Despite the teasing, Johanna grew in self-confidence Three years later, though
she had to leave the relative safety of her primary school and enter the rougher
waters of senior school. Now she had to struggle to be accepted as a girl all
over again - and, this time, against bigger opposition.
“Some of my schoolteachers would deliberately call me Johannes because, they
said. that's what my name was on my official papers.” says Johanna.
Some of the worst attacks came from the parents of other children The school
received anonymous phone calls demanding that “that monster” be removed from
class.
Swimming lessons also presented difficulties - how to hide her penis in a bikini
and which changing room to use. “I wasn't allowed to use the girls' or the boys'
changing rooms, so I ended up getting changed with the teachers,” says Johanna.
Anke offered what support she could “Johanna would come home and tell me she'd
been called a monster or a hermaphrodite, and I'd tell her how I'd been teased
as a child because I was so short. I told her she'd made her choice and now she
had to stand up for herself.”
The next hurdle Johanna had to face was the onset of puberty.
“At that stage, we got in contact with an adult transsexual who told us all
about herself. She's now a woman but didn't have the sex-change operation until
she was 40.”
Having seen her, Johanna was determined to avoid developing the broad shoulders,
wide jawline and deep voice of an adult male, says Anke.
But in order to achieve this, Johanna needed to start blocking the testosterone
that her body would soon start producing.

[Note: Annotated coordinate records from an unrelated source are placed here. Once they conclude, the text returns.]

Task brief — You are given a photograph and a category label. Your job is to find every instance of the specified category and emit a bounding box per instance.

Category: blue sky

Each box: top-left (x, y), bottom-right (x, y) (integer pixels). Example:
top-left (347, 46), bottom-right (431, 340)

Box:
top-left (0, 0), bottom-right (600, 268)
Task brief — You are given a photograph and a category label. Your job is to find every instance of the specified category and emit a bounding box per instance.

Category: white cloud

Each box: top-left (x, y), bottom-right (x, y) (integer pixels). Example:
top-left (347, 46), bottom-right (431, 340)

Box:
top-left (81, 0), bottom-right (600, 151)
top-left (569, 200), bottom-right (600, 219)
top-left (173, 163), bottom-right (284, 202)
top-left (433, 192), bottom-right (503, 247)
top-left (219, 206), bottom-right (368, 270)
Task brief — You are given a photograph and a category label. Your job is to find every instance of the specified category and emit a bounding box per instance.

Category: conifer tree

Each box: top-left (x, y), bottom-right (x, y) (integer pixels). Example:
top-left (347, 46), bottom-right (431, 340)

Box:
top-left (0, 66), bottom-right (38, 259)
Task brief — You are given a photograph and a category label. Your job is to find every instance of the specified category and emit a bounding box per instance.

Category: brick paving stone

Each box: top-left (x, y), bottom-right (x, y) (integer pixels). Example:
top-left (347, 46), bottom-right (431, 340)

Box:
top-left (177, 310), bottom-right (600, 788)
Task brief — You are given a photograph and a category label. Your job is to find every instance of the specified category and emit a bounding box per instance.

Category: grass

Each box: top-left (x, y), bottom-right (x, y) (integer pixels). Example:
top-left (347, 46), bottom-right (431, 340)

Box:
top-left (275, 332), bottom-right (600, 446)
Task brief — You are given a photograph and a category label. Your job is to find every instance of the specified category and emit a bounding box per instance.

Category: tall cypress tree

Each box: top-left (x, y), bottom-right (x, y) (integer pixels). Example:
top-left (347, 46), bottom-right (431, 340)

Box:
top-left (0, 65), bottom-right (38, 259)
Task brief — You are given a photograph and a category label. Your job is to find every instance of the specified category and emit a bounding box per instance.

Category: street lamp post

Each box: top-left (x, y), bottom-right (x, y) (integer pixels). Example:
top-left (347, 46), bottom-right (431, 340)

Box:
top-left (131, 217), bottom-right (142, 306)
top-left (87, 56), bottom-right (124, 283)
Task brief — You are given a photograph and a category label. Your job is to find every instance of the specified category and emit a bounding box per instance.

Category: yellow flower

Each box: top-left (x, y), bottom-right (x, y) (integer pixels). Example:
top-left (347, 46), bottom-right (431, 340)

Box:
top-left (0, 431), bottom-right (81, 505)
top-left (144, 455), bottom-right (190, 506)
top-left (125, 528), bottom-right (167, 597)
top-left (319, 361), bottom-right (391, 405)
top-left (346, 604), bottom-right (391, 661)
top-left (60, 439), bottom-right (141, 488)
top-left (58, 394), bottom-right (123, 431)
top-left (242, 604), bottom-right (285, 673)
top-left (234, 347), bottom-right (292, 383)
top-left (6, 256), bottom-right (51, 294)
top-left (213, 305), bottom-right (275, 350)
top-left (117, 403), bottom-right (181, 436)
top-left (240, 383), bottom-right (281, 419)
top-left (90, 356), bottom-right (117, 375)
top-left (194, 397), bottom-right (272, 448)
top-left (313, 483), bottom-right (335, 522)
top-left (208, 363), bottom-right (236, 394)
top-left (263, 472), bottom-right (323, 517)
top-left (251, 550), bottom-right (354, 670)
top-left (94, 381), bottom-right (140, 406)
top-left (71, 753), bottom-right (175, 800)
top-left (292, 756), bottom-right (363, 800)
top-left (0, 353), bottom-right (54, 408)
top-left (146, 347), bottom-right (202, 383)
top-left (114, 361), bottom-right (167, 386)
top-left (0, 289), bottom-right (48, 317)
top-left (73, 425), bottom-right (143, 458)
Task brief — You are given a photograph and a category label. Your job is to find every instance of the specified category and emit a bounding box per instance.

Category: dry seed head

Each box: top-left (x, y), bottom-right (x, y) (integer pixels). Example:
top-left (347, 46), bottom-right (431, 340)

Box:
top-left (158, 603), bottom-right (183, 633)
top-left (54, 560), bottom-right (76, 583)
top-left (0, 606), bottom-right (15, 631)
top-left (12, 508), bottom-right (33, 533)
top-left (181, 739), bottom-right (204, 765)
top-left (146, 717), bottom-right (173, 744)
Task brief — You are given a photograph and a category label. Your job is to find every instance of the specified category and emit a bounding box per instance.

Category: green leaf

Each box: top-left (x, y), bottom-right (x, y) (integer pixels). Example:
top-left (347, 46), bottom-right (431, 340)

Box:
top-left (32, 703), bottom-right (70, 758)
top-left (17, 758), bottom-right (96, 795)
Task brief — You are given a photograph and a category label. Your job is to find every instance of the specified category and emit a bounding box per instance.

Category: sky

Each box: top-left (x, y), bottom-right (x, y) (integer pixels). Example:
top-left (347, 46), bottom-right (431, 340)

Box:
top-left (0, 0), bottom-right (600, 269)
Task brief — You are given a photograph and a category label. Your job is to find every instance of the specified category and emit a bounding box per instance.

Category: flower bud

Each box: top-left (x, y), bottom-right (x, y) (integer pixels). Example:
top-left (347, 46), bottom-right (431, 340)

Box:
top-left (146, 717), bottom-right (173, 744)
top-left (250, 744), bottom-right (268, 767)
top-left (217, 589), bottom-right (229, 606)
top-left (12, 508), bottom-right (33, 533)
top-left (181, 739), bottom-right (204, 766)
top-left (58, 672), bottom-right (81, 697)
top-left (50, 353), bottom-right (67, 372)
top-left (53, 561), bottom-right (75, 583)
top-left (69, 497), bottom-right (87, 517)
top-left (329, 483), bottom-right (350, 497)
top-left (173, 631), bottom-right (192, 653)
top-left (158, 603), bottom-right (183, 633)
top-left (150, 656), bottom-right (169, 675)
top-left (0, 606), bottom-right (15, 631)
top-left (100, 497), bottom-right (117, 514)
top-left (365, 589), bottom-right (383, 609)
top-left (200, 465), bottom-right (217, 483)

The next step was to find an
endocrinologist who could help regulate her hormone production. It was a race
against time.
Having found a sympathetic professional, Anke, Johanna and Hans Georg then had
the task of trying to persuade an ethics panel of doctors, lawyers and a priest
to give them the legal permission they needed to continue with Johanna’s hormone
treatment.
Anke and Johanna managed to persuade the experts of the validity of their case,
and the hormone treatment started. Although attitudes are still mixed,
acceptance of Johanna has increased since she and Anke told their story on a
German TV show. Now, she is sometimes stopped in the street for positive reasons
- with people congratulating her for her courage rather than calling her names.
The prospect of a full sex-change operation is still several years down the
line, but Johanna is looking forward to surgery. “My penis never felt like a
part of me,” she says.
For now, she and Anke are trying to get the German bureaucratic system to agree
to her name being changed from Johannes to Johanna on her official ID, a
struggle they know could be a long one.
“Parents must keep their ears and eyes open to their children. There are many
kids like Johanna, which is why we decided to make her story public.” says Anke.
“A lot of them are now grown-up, but when they were children, their parents and
the schools they went to swept the issue under the carpet, where it lay hidden
for years. All that has to change.”
Johanna's landmark ruling
At 14, Johanna is the youngest person in German legal history to be given permission to receive female hormone injections. When the ethics commission in Germany approved her application, it opened the way for future transsexualism cases to be heard in a favorable light. Even the German press acknowledged Johanna's bravery, with the respected tabloid newspaper Bild supporting her and her mother Anke's campaign for public acceptance of Johanna's right to be regarded as female.